Psychometric warfare in Sri Lanka

Psychometric warfare in Sri Lanka?

What is psychometric warfare and how destructive it can be to countries like Sri Lanka?

With Cambridge analytica scandal: one of the biggest data breach in the modern world, the world had a glimpse at the hard time about to come with digital media. If the power of data is misused like that the future would not be bright as we expect.

In brief, what Cambridge Analytica did was getting personal data of around 50 million users through social media and use those data to micro-target users to support political agendas.They claim to have won the White House for Donald Trump using social media and also being accused of involving in many other significant political campaigns.

The strategy of Cambridge Analytica is getting to know the people, understand their characters, evaluate their decision making patterns and show them the right message at the perfect time. We can name this highly effective process of influencing people’s decision making power as psychometric warfare. It’s purely playing with people’s emotions, hopes and fears.In future, wars will not be started by causing physical damage.Instead of that, ideas will be planted into our minds, the perfect ingredients to let them grow inside our minds will be spoon fed to us and we will start wars.

Is that what happened in Sri Lanka recently?

Sri Lankan government had to ban Facebook and Whatsapp for a week to control riots in Digana since most of the hate speeches and racists contents were being spread through those channels. If you are a regular social media user then just think about how many posts related to racism you have seen over the past year. The number is huge. And also spreading of falls news on every topic was also a huge issue on SM over the past years. The Prime Minister of Sri Lanka, Mr Ranil Wickramasinghe stated in parliament that “A certain group has been spreading through social media over the last nine months that there is a threat to the Sinhalese from the Muslims.”

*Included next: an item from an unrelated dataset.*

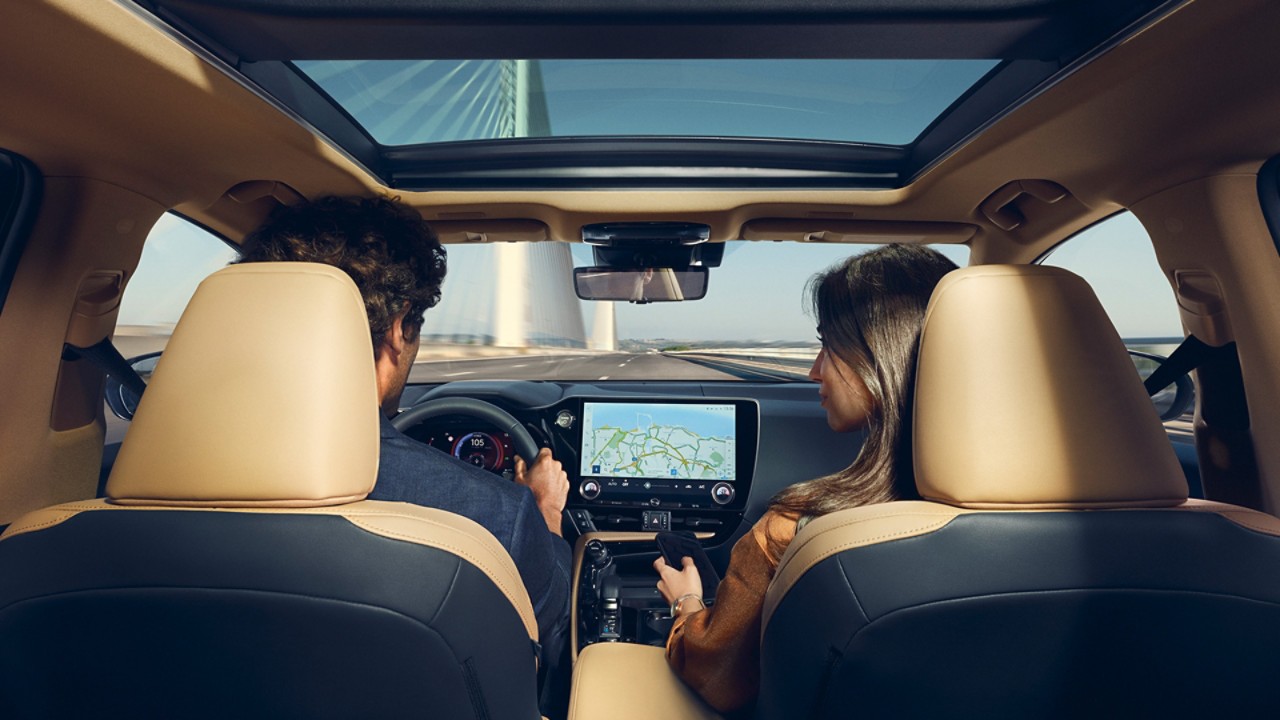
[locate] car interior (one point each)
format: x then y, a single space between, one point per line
206 547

All these posts and spreaded news can be a campaign of a party like Cambridge Analytica who would benefits by making a political imbalance inside the country. On 24th March, Prime Minister Wickramasinghe stated Cambridge Analytica even canvassed him to get work for the UNP and he refused. If Cambridge Analytica thought they have opportunities in Sri Lanka then we cannot assure that there are no other organisations like them on Sri Lankan soil, operating in shadows. Maybe we are being emotionally targeted. Maybe a hidden party is using our hopes and fears to make us do what they want. If the powerful countries like the United States are struggling to fight this new method of influencing then what would a small country like Sri Lanka can do?

The only thing we can do is being more careful in future. we have to act more intelligently and weight the information properly before jump into decisions only if we need to prevent unnecessary incidents like Digana which could have easily lead to another civil war in the country.